«So alt wie hütt bin i no nie gsi»

Der Bärndütsch-Aabe, der vor einem Jahr noch im Quartiertreff Baracke im Kleefeld durchgeführt wurde, ist immer eine spannende Wundertüte. Sämi Kobel sucht sich oft weniger bekannte Mundart-Geschichten oder -Gedichte, von denen sie annimmt, dass sie das Publikum erheitern oder zum Nachdenken anregen.

Das war auch dieses Jahr so. Es begann mit einer längeren Erzählung von Achim Parterre, in der sich der Mundart-Poet freut, dass seine Grossmutter alte berndeutsche Redewendungen weiterpflegt. «Ds Radio abdräie», also abdrehen, auch wenn man heute auf einen Knopf drückt. Oder «ds Liecht lösche», obschon es da nichts mehr zu löschen gibt.

Entzaubertes Edelweiss
Gleich viermal gab es ganz fröhliche Kost von Pedro Lenz, darunter der Schwank aus dem Hundeleben «Won i e Afghan bi gsi». Auch Walter Däpp und sein Bruder Heinz waren viermal im Programm, mit bekannten, gut beobachteten Momentaufnahmen. Kurze Augenblicke jedenfalls, deren Stärke darin liegt, etwas zu beinhalten, was man schon zu kennen glaubt. Ein Beispiel von Walter Däpp: Betrachtungen zum Edelweiss. Er ist beeindruckt von der Wertschätzung dieser wohl bekanntesten und symbolträchtigsten Alpenblume.
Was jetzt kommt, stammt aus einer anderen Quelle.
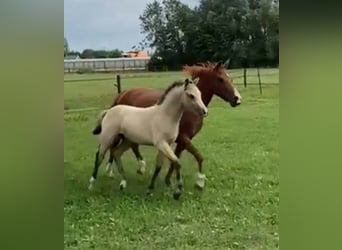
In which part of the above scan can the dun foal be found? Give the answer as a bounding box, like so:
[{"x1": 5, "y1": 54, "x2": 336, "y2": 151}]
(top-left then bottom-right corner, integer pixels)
[
  {"x1": 107, "y1": 62, "x2": 241, "y2": 189},
  {"x1": 89, "y1": 79, "x2": 208, "y2": 199}
]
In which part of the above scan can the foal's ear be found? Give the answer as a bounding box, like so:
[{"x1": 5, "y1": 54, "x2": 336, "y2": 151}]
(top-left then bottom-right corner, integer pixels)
[
  {"x1": 184, "y1": 78, "x2": 192, "y2": 89},
  {"x1": 215, "y1": 61, "x2": 222, "y2": 69}
]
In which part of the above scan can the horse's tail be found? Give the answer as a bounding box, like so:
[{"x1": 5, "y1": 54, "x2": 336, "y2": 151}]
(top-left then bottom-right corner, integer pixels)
[{"x1": 93, "y1": 110, "x2": 107, "y2": 135}]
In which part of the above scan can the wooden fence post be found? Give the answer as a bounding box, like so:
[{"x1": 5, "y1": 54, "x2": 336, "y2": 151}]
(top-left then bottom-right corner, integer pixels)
[
  {"x1": 243, "y1": 68, "x2": 247, "y2": 88},
  {"x1": 258, "y1": 68, "x2": 262, "y2": 94},
  {"x1": 116, "y1": 75, "x2": 121, "y2": 93}
]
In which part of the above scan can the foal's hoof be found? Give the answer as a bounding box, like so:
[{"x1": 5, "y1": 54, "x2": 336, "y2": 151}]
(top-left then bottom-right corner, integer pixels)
[
  {"x1": 173, "y1": 190, "x2": 182, "y2": 200},
  {"x1": 146, "y1": 189, "x2": 153, "y2": 197},
  {"x1": 137, "y1": 160, "x2": 146, "y2": 175},
  {"x1": 195, "y1": 183, "x2": 204, "y2": 191},
  {"x1": 165, "y1": 178, "x2": 171, "y2": 187},
  {"x1": 137, "y1": 169, "x2": 145, "y2": 175},
  {"x1": 120, "y1": 180, "x2": 127, "y2": 191}
]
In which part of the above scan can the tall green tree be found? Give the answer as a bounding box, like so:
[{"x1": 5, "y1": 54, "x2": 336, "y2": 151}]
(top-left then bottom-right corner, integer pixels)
[
  {"x1": 140, "y1": 0, "x2": 279, "y2": 67},
  {"x1": 64, "y1": 37, "x2": 69, "y2": 56}
]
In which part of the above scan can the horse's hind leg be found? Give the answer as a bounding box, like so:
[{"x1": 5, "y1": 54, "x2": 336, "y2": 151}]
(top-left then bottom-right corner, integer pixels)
[
  {"x1": 131, "y1": 143, "x2": 146, "y2": 174},
  {"x1": 157, "y1": 141, "x2": 183, "y2": 200},
  {"x1": 148, "y1": 151, "x2": 165, "y2": 193},
  {"x1": 88, "y1": 138, "x2": 117, "y2": 190},
  {"x1": 106, "y1": 135, "x2": 124, "y2": 177},
  {"x1": 113, "y1": 140, "x2": 131, "y2": 190},
  {"x1": 165, "y1": 143, "x2": 185, "y2": 186},
  {"x1": 88, "y1": 145, "x2": 106, "y2": 190}
]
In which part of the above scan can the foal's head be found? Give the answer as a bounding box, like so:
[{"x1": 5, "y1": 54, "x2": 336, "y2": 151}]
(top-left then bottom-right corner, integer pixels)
[
  {"x1": 183, "y1": 79, "x2": 208, "y2": 117},
  {"x1": 183, "y1": 62, "x2": 241, "y2": 107}
]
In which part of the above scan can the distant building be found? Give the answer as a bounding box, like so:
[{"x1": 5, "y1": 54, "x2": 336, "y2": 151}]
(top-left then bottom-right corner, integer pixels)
[
  {"x1": 64, "y1": 55, "x2": 81, "y2": 60},
  {"x1": 122, "y1": 51, "x2": 149, "y2": 58}
]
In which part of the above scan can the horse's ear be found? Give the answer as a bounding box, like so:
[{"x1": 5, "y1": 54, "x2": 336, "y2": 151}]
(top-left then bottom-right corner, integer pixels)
[
  {"x1": 184, "y1": 78, "x2": 190, "y2": 89},
  {"x1": 215, "y1": 61, "x2": 222, "y2": 69},
  {"x1": 223, "y1": 58, "x2": 230, "y2": 69}
]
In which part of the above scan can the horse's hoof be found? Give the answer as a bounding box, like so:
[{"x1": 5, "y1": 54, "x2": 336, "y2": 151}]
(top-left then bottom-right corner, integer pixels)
[
  {"x1": 120, "y1": 180, "x2": 127, "y2": 191},
  {"x1": 137, "y1": 169, "x2": 145, "y2": 175},
  {"x1": 146, "y1": 189, "x2": 153, "y2": 197},
  {"x1": 165, "y1": 179, "x2": 171, "y2": 187},
  {"x1": 137, "y1": 160, "x2": 146, "y2": 175},
  {"x1": 173, "y1": 190, "x2": 182, "y2": 200},
  {"x1": 195, "y1": 183, "x2": 204, "y2": 191}
]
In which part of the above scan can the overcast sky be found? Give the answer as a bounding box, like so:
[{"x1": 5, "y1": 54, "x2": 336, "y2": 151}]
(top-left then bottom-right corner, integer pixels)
[{"x1": 64, "y1": 0, "x2": 199, "y2": 52}]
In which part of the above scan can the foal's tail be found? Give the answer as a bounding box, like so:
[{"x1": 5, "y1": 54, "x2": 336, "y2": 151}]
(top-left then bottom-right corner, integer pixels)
[{"x1": 93, "y1": 110, "x2": 107, "y2": 135}]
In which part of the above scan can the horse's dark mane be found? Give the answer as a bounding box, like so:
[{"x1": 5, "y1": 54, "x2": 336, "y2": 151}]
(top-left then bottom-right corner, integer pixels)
[{"x1": 157, "y1": 81, "x2": 184, "y2": 105}]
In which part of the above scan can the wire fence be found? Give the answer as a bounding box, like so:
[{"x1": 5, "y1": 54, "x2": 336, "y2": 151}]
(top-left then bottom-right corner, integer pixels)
[{"x1": 64, "y1": 68, "x2": 279, "y2": 94}]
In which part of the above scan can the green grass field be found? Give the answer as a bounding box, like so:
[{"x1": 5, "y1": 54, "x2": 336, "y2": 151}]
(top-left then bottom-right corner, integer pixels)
[{"x1": 64, "y1": 69, "x2": 280, "y2": 250}]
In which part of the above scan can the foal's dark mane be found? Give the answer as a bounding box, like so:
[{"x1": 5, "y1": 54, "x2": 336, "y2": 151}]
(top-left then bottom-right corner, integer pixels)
[{"x1": 156, "y1": 81, "x2": 185, "y2": 105}]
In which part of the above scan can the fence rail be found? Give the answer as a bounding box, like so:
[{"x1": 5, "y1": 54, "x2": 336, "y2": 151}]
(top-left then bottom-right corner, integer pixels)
[{"x1": 64, "y1": 68, "x2": 279, "y2": 94}]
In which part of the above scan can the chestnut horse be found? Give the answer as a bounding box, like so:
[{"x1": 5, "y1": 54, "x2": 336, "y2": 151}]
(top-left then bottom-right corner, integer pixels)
[{"x1": 107, "y1": 62, "x2": 241, "y2": 189}]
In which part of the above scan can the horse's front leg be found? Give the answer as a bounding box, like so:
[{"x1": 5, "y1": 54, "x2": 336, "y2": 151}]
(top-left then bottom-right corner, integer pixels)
[
  {"x1": 147, "y1": 151, "x2": 165, "y2": 194},
  {"x1": 113, "y1": 140, "x2": 130, "y2": 190},
  {"x1": 131, "y1": 143, "x2": 146, "y2": 174},
  {"x1": 165, "y1": 142, "x2": 185, "y2": 186},
  {"x1": 156, "y1": 141, "x2": 183, "y2": 200},
  {"x1": 165, "y1": 136, "x2": 206, "y2": 189},
  {"x1": 185, "y1": 138, "x2": 206, "y2": 189}
]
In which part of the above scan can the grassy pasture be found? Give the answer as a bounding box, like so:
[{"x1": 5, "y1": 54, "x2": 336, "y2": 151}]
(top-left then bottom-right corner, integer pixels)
[{"x1": 64, "y1": 69, "x2": 280, "y2": 250}]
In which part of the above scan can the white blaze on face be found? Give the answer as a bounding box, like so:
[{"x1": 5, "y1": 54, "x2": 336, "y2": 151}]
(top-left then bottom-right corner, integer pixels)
[{"x1": 234, "y1": 88, "x2": 241, "y2": 104}]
Das Edelweiss ist in der Schweizer Armee das Rangabzeichen von Generälen. Es ziert das Logo von Schweiz Tourismus und ist auch auf der grössten Münze, auf dem Fünfliber, abgebildet. Aber für den Autor hat die Pflanze ihre Aura verloren, seit sie für 6,90 Franken im Gartencenter erhältlich ist. Buchtipp zu Weihnachten: Walter Däpp, «So alt wie hütt bin i no nie gsi».

Auch Einheimisches?
Klar, dass Sämi Kobel die Werke vom unbequemen Philosophen von Bümpliz, Carl Albert Loosli, hervorholte, der von 1904 bis zu seinem Tod 1959 hier lebte und wirkte. Ihn dürfen wir nicht vergessen. Da war noch das besinnliche Gedicht von Marianne Chopard, «Es herbschtelet haut». Die Autorin aus Hinterkappelen schreibt: «Die Natur, meine Umgebung und Beobachtungen an Menschen, sind mir Inspirationsquellen zur Niederschrift meiner gereimten Gedanken. Es geschieht oft, dass sich bei den Hausarbeiten, auf einem Spaziergang oder beim Einkaufen Wörter, welche mir im Kopf herumpurzeln, plötzlich zu einem Gedicht zusammenfügen lassen.» Zwei Mundartautorinnen lasen eigene Werke. Erst Julia Degelo aus Hinterkappelen. Sie wohnt und arbeitet jetzt in Zürich. Ihre bitterböse apokalyptische Vision eines helvetischen Polizeistaates war eindringlich und schwer verdauliches Berndeutsch. Dann kam die Kultur-Journalistin Stefanie Christ, die aus ihrer ersten grossen Mundart-Publikation las. «Wüeschti Hüng» ist eine Sammlung von Mundartgeschichten, die nicht selten in skurrilen, abgründigen, magischen und stets überraschenden Auflösungen münden. Geissen mit der falschen Farbe, malende Metzger, gestrandete Wale, sprechende Münsterfiguren, fliegende Teppiche, sinnfreies Warten vor Berns beliebtester Gelateria und ein Streit in der Waschküche, der ausartet. Dieses Buch ist mein zweiter Weihnachtstipp für 29 Franken. Fröhliche musikalische Akzente unterbrachen die Lesungen. Olga Albisetti, Flavia Eichenberger und Michèle Rüegg spielten Melodien mit Örgeli und Geige.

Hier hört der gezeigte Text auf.